In summary: try to be happy with yourself. If there's something about yourself you dislike and you can change it, try to do so. If it turns out that even with your best efforts you can't (see: my thighs), learn to accept it, all zen-like. Exercise because it's good for you and it's fun. Don't exercise in order to chase some grim specter of unattainable perfection. Eat some really crappy food once in a while and don't feel guilty. Don't eat copious amounts of really crappy food every freaking day. Even if you're bulking. Ahem. If you're not an alcoholic and you want a beer, drink the damn beer. Don't criticize other people's bodies. Try not to criticize your own body. Live life. Have fun. Don't be a hater.

The end.

Random lolcat for your pleasure:


***Turns out, by the time my mother went into the hospital to die of cancer that could have been caught earlier had she gone to the damn doctor, she had absolutely no thyroid function al all. Like, literally. No thyroid hormone. Which obviously could have been found earlier had she gone to the doctor in the past 30 years, but that's a whole nother head-->desk. My theory is she croaked her thyroid by all the crash dieting she did when *she* wasn't fat but thought she was.

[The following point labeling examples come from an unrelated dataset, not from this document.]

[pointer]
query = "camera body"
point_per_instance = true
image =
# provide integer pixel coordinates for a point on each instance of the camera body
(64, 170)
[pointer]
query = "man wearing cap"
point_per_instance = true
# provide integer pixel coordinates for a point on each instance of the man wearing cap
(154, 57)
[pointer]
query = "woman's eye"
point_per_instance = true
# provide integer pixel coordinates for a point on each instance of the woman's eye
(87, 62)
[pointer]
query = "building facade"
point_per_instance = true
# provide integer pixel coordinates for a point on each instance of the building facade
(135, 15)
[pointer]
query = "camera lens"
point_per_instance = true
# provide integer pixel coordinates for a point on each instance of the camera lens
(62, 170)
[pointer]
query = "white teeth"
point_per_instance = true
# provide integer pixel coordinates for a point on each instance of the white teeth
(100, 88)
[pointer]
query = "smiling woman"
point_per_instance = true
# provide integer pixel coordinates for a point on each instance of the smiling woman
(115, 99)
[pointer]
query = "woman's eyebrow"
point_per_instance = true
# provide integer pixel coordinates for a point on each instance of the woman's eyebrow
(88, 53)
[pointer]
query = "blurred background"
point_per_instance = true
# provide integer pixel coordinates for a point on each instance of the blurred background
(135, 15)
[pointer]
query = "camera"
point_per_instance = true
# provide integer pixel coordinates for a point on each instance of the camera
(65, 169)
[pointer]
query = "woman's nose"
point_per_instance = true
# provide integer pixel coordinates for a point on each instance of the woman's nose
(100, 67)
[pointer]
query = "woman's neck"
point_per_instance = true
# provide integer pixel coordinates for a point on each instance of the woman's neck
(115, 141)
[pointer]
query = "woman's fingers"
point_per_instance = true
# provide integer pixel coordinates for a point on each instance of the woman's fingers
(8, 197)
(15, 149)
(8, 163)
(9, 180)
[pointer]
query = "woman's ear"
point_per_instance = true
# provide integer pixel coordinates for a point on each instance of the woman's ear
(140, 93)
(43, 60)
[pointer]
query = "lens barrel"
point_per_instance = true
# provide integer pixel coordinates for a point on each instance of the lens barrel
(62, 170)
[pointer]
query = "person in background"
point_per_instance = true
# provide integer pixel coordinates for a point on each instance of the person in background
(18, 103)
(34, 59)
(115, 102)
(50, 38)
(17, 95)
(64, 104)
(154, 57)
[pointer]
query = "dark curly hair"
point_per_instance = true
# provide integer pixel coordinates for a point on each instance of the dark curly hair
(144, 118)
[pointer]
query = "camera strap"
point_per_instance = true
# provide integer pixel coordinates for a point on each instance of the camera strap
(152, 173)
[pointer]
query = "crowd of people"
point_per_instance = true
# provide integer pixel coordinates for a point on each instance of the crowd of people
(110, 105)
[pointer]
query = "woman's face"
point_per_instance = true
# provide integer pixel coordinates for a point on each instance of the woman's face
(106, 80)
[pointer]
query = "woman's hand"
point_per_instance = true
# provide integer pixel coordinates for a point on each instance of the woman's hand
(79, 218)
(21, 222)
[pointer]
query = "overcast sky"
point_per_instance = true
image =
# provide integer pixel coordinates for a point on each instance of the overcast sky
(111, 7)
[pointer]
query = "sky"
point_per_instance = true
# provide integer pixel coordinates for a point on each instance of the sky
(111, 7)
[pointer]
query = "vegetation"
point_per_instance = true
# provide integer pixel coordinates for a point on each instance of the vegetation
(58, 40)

****After five years on this medication, he's been, for reasons that are unclear, recently losing weight without trying very hard. He's down to 195, which takes him out of the obese category into merely overweight. This is a good thing.

1 comment:

  1. Andrea, all very well said! I agree with every word.
    I am so terribly sorry for the fate of your mom and for the unnecessary loss.
    I hope your son is well and whatever necessitated the meds is resolved or at least under control.